Abstract Gene fusions are a class of important oncogenic drivers, with many matched FDA-approved targeted therapies across multiple solid tumors. However, the prevalence of fusions varies considerably by cancer type and assay. Fusion detection is technically challenging, and studies have shown that RNA-based next-generation sequencing (NGS) can improve fusion detection rates when used in conjunction with DNA-based NGS. In this study, we performed a retrospective pan-cancer analysis of 67,278 patients receiving both RNA- and DNA-NGS in 43 distinct solid-tumor cancer types, including: NSCLC (18.6%), colorectal cancer (18.2%), and breast cancer (13.1%).

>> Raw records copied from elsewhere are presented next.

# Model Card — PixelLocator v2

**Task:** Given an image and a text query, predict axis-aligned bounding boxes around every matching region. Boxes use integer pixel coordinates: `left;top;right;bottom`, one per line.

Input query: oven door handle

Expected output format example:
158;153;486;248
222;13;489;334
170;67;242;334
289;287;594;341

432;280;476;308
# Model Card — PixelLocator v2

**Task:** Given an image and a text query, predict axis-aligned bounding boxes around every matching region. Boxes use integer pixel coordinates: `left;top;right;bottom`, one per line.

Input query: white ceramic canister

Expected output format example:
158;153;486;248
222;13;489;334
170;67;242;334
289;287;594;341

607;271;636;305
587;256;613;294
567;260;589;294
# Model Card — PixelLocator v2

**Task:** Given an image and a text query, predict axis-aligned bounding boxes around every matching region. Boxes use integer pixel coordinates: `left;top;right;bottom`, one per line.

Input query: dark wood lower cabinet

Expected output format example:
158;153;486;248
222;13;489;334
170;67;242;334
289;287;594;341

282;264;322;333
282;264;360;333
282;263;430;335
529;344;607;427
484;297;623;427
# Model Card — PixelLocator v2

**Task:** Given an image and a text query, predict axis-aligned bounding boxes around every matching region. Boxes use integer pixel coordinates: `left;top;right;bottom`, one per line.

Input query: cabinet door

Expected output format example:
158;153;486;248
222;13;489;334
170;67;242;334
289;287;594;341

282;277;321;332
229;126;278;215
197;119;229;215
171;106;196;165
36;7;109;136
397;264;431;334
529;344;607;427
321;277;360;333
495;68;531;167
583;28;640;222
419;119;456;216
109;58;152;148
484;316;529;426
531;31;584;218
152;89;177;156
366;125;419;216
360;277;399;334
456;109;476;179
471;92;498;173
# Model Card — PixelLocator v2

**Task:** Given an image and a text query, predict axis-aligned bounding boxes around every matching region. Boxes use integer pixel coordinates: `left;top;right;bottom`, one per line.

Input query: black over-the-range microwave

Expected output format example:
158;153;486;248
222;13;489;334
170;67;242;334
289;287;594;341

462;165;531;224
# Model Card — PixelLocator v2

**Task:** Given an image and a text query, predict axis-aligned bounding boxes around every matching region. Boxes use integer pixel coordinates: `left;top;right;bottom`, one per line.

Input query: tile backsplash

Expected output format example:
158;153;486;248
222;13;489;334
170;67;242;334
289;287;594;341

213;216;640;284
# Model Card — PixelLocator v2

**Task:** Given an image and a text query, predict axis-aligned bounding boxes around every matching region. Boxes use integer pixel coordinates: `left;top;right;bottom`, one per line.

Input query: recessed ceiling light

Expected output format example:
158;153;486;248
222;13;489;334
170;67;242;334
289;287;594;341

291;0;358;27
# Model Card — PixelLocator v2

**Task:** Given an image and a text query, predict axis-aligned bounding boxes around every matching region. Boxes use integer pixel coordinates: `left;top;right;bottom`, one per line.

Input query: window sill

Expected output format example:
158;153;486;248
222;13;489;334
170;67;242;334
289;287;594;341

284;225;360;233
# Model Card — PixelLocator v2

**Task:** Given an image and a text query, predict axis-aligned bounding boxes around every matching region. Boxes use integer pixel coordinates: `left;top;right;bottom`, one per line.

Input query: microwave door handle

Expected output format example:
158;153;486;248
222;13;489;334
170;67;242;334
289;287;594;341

In this cohort, 1497 patients (2.2%) had at least one of nine fusions detected—each having an FDA-approved matched therapy in at least one indication. Three hundred and sixteen patients (21.1%) had a fusion detected (RET or NTRK1/2/3) with matched-targeted therapy approved in all cancer indications. Concurrent RNA- and DNA-NGS increased the detection of driver gene fusions by 21% compared to DNA-NGS alone. Gene fusions were observed in a range of cancers beyond their approved cancer indications: of 1,501 fusions detected, 29% (n=437) were detected outside of an FDA-approved indication. Finally, emerging fusion drivers with targets in drug development were found in an additional 218 patients, with combined RNA- and DNA-NGS increasing detection of these variants by 127%. Our findings support combined RNA-NGS and DNA-NGS to maximize detection of clinically actionable fusions with FDA-approved matched therapies, and potentially actionable fusions in non-FDA-approved indications or those matched to therapies in clinical development.